As executive producer and head writer for The Killing, Sud worked on everything from creating the budget to studying the color of the leaves outside the windows of the fictional police department. To make the home of the victim’s family look appropriately lived in, Sud would trail crumbs around the kitchen and make sure there were piles of papers scattered on counters. “Visuals are an important part of my storytelling,” she says. “That level of detail seems like it’s not that important, but it is important if you’re trying to suspend disbelief.”
The Killing earned high ratings and critical acclaim. In The New York Times, Ginia Bellafante wrote, “With its lyrical pacing, restrained performances, and a palette so visually cool that it feels as though you are watching from inside a Sub-Zero, The Killing is at once a procedural and a rich exploration of the perils of obsession.” But the show ran into trouble at the end of its first season when the killer was not revealed. Viewers took to the Internet to protest, complaining that they felt cheated. Sud was shocked by the backlash, having always intended to reveal the killer’s identity at the end of the second season.
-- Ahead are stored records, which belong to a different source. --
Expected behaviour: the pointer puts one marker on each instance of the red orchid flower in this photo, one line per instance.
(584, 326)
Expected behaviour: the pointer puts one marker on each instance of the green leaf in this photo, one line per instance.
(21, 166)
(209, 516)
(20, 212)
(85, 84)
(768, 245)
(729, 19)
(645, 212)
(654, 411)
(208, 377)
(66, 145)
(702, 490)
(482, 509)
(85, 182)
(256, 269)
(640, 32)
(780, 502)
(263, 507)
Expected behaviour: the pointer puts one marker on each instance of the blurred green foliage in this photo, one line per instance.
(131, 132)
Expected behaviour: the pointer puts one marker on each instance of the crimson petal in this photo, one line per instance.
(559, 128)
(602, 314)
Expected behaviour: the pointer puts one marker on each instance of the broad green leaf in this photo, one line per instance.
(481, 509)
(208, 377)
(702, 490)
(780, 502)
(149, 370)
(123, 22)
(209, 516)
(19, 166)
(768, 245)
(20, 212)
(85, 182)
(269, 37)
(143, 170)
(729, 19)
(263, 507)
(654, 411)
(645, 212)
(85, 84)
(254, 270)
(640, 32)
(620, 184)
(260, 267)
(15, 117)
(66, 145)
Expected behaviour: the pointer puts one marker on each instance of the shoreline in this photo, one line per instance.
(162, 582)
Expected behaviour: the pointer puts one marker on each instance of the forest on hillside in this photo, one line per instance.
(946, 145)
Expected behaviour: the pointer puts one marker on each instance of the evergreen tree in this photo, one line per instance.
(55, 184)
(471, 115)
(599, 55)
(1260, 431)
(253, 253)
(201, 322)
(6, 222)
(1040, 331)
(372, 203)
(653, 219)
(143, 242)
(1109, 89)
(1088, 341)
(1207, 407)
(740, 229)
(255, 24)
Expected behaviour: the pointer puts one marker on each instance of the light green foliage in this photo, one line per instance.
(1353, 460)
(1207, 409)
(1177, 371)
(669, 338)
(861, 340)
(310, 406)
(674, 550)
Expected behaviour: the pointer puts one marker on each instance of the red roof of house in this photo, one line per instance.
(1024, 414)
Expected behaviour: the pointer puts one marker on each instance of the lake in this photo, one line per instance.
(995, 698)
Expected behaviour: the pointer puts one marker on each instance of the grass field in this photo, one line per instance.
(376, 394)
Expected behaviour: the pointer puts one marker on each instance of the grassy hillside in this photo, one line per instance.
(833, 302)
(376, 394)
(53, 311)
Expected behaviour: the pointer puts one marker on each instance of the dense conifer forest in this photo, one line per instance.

AMC cancelled The Killing in July after its second season concluded, leaving Sud disappointed. “The show has so much more to say,” she says.
After a well-deserved vacation, Sud is back at her writing desk. She is at work on the screenplay for a remake of Alfred Hitchcock’s 1941 thriller Suspicion for Paramount Pictures. It will be her first feature-film script. With nominations for both an Emmy for outstanding writing and a Writers Guild of America award for her work on The Killing, Sud is poised for a promising career. “The world has so many great stories to be told,” Sud says.